To most who have followed the story in detail, it's clear the Preble's mouse is merely a mouse and it's not endangered - north or south of the state line. It's a pawn in a power grab to control development and property along Colorado's Front Range urban corridor. It's special, all right, but only for it's government-granted ability to stop tall buildings, and modest homes, in a single bound. But not in Wyoming, where today it's just another mouse.
HOT AIR FROM WORLD'S LEADERS
President Bush was at the G-8 summit meeting in Japan, and we got a good deal of talk about things the G-8 nations - consisting of the world's leading industrial nations - can't do much about or have little intention of doing much about, and little discussion or significant action on a few problems these countries could do a great deal to alleviate.
Thus the first day of the summit featured an impasse over what to do about the problem of Zimbabwe, where President Robert Mugabe won re-election by having his minions brutalize and even kill opposition leaders to the point that his opponent dropped out of the race. Bush wants more economic sanctions and an international arms embargo, but the African nations aren't ready to sign on just yet.

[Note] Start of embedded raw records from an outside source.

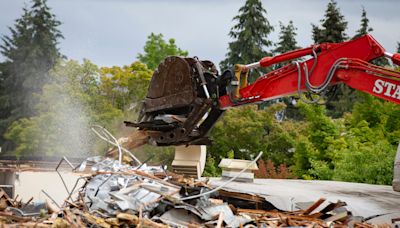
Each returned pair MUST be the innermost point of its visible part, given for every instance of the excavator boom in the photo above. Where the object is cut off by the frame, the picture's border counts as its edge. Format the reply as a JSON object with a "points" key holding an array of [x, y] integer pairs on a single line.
{"points": [[187, 96]]}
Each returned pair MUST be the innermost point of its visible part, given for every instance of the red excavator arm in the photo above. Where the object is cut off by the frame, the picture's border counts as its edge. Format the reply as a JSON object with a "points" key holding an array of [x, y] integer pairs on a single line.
{"points": [[187, 96]]}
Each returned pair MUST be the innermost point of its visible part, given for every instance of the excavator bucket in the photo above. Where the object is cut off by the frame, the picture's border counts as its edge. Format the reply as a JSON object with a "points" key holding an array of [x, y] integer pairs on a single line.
{"points": [[181, 104]]}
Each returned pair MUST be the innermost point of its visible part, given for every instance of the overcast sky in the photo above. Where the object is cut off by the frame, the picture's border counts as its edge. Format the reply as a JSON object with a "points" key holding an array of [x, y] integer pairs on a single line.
{"points": [[113, 32]]}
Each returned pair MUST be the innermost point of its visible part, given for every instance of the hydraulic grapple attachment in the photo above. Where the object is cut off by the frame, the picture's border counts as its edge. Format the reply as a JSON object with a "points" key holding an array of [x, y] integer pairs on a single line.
{"points": [[181, 105]]}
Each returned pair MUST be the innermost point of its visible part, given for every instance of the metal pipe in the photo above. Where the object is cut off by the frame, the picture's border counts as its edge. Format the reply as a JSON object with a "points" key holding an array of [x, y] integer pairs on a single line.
{"points": [[388, 54], [253, 65]]}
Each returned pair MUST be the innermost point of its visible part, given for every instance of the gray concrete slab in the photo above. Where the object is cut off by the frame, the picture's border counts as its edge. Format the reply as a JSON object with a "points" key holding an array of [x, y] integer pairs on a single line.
{"points": [[362, 199]]}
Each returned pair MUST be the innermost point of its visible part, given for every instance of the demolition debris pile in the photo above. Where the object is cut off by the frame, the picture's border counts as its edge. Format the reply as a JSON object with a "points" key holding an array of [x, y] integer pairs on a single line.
{"points": [[119, 195]]}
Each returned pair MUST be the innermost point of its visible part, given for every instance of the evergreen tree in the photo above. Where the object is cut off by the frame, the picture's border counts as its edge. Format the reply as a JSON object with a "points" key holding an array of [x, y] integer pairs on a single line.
{"points": [[287, 39], [333, 26], [249, 35], [364, 28], [30, 52]]}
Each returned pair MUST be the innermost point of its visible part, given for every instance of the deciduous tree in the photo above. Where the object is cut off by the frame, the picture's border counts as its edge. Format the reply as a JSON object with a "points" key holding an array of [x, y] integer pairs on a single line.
{"points": [[30, 52], [249, 35], [157, 49]]}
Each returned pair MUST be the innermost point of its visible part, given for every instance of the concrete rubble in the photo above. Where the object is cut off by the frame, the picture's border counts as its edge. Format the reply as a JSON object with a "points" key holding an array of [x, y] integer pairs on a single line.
{"points": [[121, 195]]}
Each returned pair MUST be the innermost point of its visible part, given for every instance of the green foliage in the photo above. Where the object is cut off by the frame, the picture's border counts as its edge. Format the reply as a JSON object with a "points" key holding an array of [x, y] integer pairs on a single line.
{"points": [[287, 39], [157, 49], [69, 103], [359, 148], [30, 52], [125, 86], [249, 35], [246, 131], [333, 26]]}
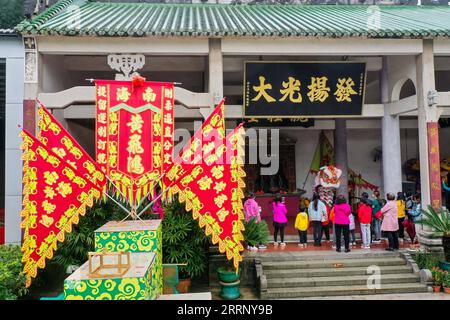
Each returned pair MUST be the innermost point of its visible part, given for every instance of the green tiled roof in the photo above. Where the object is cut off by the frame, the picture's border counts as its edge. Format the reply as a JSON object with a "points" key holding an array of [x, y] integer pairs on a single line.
{"points": [[86, 18]]}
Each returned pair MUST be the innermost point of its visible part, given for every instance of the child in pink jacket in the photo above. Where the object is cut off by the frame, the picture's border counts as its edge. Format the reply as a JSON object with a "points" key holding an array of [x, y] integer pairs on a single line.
{"points": [[253, 210], [390, 222], [279, 220]]}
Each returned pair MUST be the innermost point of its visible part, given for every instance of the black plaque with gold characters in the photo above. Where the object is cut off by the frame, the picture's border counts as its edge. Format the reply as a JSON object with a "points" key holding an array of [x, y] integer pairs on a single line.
{"points": [[279, 122], [303, 89]]}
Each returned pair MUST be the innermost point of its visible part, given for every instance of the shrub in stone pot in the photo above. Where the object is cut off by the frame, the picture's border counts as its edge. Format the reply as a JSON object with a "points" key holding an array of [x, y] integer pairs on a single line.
{"points": [[439, 220], [437, 279], [446, 282], [184, 242], [229, 279]]}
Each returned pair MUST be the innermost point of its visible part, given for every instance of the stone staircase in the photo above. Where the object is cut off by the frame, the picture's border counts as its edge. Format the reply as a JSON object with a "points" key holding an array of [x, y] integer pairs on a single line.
{"points": [[295, 275]]}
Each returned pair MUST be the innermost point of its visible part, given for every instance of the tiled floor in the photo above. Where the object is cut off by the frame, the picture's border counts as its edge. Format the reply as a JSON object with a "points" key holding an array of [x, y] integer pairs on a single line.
{"points": [[327, 246]]}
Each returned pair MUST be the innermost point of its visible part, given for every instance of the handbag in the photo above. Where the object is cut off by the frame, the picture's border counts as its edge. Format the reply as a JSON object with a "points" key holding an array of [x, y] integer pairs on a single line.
{"points": [[378, 214]]}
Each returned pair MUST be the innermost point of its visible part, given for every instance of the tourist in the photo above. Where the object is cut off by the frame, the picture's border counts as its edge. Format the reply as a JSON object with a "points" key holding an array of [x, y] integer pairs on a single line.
{"points": [[352, 227], [157, 207], [377, 204], [317, 213], [302, 224], [342, 214], [390, 222], [414, 216], [401, 207], [326, 224], [252, 210], [365, 218], [279, 220], [446, 189]]}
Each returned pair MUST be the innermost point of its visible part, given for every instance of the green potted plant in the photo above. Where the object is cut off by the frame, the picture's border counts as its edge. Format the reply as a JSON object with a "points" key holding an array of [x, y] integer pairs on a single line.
{"points": [[437, 279], [446, 282], [439, 220], [12, 279], [2, 232], [184, 242], [229, 279], [256, 233]]}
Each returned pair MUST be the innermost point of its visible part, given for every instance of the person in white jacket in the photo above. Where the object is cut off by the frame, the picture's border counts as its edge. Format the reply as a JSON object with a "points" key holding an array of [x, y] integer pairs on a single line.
{"points": [[317, 212]]}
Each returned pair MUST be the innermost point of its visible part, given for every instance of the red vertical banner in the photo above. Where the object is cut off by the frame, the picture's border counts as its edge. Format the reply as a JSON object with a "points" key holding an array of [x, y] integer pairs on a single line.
{"points": [[134, 133], [434, 164]]}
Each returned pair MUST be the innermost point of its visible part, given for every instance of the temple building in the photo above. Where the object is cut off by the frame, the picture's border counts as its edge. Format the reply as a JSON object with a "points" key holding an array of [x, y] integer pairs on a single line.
{"points": [[205, 48]]}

Fine and dandy, but let's get serious. The leading industrial nations aren't going to join a consortium to invade Zimbabwe and throw out Mugabe. His brutal dictatorship is a good target for rhetoric, but he's likely to get away with his latest outrage, so the talk at G-8 is essentially hot air.
G-8 leaders will likewise blather about the price of oil, but there's little they can do about it.
The one thing the industrialized countries could alleviate is the world food crisis, but that would take more political will than they are likely to summon. They can't tell China and India to stop growing and demanding more and better food, which is one contributing factor. They can increase food aid to poor countries, but that's a short-term approach that may reduce starvation but not increase supply. But they could end ethanol subsidies and mandates or at least suspend them for a couple of years.
Using corn for fuel has driven up the price of corn and has had a ripple effect on the price of other agricultural commodities. Ending or suspending ethanol mandates and subsidies wouldn't solve the entire food-price crisis, but it would help. Unfortunately, domestic agricultural interests in the industrial countries are too politically powerful to permit such a sensible step.
The G-8 summit has always been mostly an opportunity for presidents to show constituents that they are respected as members in good standing of the fabled "international community" than as a forum for actually solving problems. This year was no diffierent.